Breakdown of App Store-driven revenue
According to the report:
- Sales and billings from digital goods, such as games and photo or video editing apps, generated $131 billion.
- Physical goods and services, including food delivery, brought in over $1 trillion.
- In-app advertising added another $150 billion.
- Total spending across all three categories has doubled since 2019.
“It’s incredible to see so many developers design great apps, build successful businesses, and reach Apple users around the world,” Tim Cook, Apple’s chief executive officer, said in a statement. “This report is a testament to the many ways developers are enriching people’s lives with app and game experiences, while creating opportunity and driving new innovations. We’re proud to support their success.”
Apple has been getting heat over the years regarding the high commission it charges on App Store sales and the barriers it imposes on third-party app stores, which make it difficult for iOS developers to bypass these fees. In-app purchases can recoup some of these losses, but the company has tightly controlled this channel tool.
Because the iPhone is the most popular smartphone in the world, app developers would significantly limit their potential earnings if they did not make their products available on iOS. Therefore, Apple can charge what it likes for the privilege. Regulators have taken note of this and are working to ensure that the revenue share the tech giant takes for distributing and promoting apps through its App Store is proportionate.

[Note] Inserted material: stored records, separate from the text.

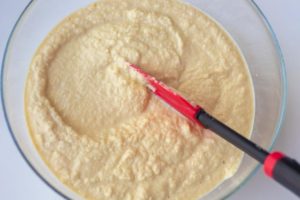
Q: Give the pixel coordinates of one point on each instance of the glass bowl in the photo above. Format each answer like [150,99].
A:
[242,19]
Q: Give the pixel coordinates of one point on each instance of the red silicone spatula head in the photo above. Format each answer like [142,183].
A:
[172,98]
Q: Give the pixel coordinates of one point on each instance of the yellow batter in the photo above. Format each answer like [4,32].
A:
[103,133]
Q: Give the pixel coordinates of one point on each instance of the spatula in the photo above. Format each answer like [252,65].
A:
[278,166]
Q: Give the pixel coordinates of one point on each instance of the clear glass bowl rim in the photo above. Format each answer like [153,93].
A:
[275,134]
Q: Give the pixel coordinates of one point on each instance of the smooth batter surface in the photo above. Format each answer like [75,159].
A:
[103,133]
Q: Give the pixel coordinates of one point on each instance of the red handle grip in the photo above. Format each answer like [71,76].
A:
[284,170]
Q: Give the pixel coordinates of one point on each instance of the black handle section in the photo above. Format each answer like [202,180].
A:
[287,173]
[232,136]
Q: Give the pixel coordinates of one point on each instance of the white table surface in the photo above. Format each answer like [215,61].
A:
[17,181]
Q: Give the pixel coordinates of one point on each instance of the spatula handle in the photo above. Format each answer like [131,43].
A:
[281,168]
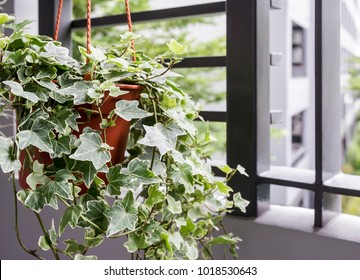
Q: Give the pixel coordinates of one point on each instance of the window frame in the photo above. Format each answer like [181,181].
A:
[248,108]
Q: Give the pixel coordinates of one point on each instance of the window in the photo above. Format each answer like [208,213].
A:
[298,51]
[247,107]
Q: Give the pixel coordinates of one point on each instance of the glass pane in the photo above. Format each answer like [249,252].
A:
[114,7]
[204,36]
[209,93]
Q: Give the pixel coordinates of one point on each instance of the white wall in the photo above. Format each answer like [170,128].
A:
[28,9]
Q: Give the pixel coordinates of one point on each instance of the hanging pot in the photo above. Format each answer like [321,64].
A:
[116,136]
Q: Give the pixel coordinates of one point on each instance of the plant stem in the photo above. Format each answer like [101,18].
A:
[53,249]
[82,216]
[207,250]
[30,252]
[65,253]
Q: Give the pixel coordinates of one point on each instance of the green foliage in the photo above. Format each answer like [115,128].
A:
[163,198]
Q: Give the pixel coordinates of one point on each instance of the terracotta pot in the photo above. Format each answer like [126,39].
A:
[116,136]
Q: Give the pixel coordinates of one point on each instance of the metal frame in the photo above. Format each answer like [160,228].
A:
[248,109]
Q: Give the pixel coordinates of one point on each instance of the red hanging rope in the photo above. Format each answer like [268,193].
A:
[88,24]
[128,16]
[88,27]
[57,24]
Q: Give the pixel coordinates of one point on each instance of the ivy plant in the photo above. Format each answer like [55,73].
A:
[164,197]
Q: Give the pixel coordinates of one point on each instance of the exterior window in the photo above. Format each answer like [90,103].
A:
[297,143]
[298,51]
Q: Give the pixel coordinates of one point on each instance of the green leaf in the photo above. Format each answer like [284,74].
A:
[43,244]
[57,54]
[188,228]
[225,168]
[60,186]
[8,160]
[196,212]
[37,177]
[223,188]
[173,206]
[37,136]
[117,180]
[88,171]
[92,240]
[154,196]
[92,149]
[240,203]
[180,117]
[136,241]
[191,251]
[79,91]
[62,146]
[71,217]
[53,234]
[183,175]
[41,92]
[176,48]
[164,138]
[5,18]
[73,246]
[176,239]
[17,90]
[96,215]
[61,119]
[242,170]
[35,201]
[123,215]
[139,170]
[128,110]
[223,240]
[85,258]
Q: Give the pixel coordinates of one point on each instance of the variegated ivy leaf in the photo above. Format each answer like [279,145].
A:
[92,149]
[242,170]
[154,196]
[240,202]
[123,215]
[79,91]
[136,241]
[117,180]
[182,120]
[95,216]
[88,171]
[73,247]
[176,239]
[8,160]
[62,146]
[139,170]
[43,244]
[176,48]
[41,92]
[128,110]
[60,186]
[57,53]
[5,18]
[84,258]
[61,119]
[160,136]
[183,174]
[37,177]
[173,205]
[35,201]
[18,90]
[37,136]
[71,217]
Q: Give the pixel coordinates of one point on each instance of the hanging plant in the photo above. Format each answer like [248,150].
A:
[163,197]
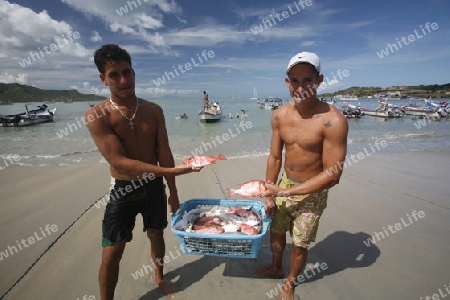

Regulators push back on Apple’s App Store commission model
On April 30, a US district judge ruled that Apple must stop taking 27% commissions on in-app purchases made through external links to third-party websites, also known as “link-outs.” This marked a legal victory for “Fortnite” creator Epic Games, which argued the fee discouraged developers from offering alternative payment options outside Apple’s ecosystem.
Apple had argued that allowing app makers to direct users to third-party sites to collect payments could compromise the security of the apps and devices. Funnelling payments through Apple also lets customers complete their transactions faster, but app makers lose more revenue that way.
The EU’s Digital Markets Act aims to ensure fair and competitive digital markets in the region by setting rules for influential tech firms. Apple was formally charged last summer for breaching the DMA by making the requirements regarding the use of link-outs for purchases too restrictive and for charging a commission on them.
SEE: Apple Faces New Penalties as EU Publishes Full Antitrust Decision
Plus, if developers agree to the business terms that allow them to use link-outs, they must also agree to pay the Core Technology Fee for each first app install over a certain threshold, serving as another disincentive.
The Commission argued that the fees relating to link-outs go “beyond the possible remuneration for the initial acquisition of that end user facilitated by Apple.” Apple states that fewer than 1% of app developers meet the threshold required to pay this fee.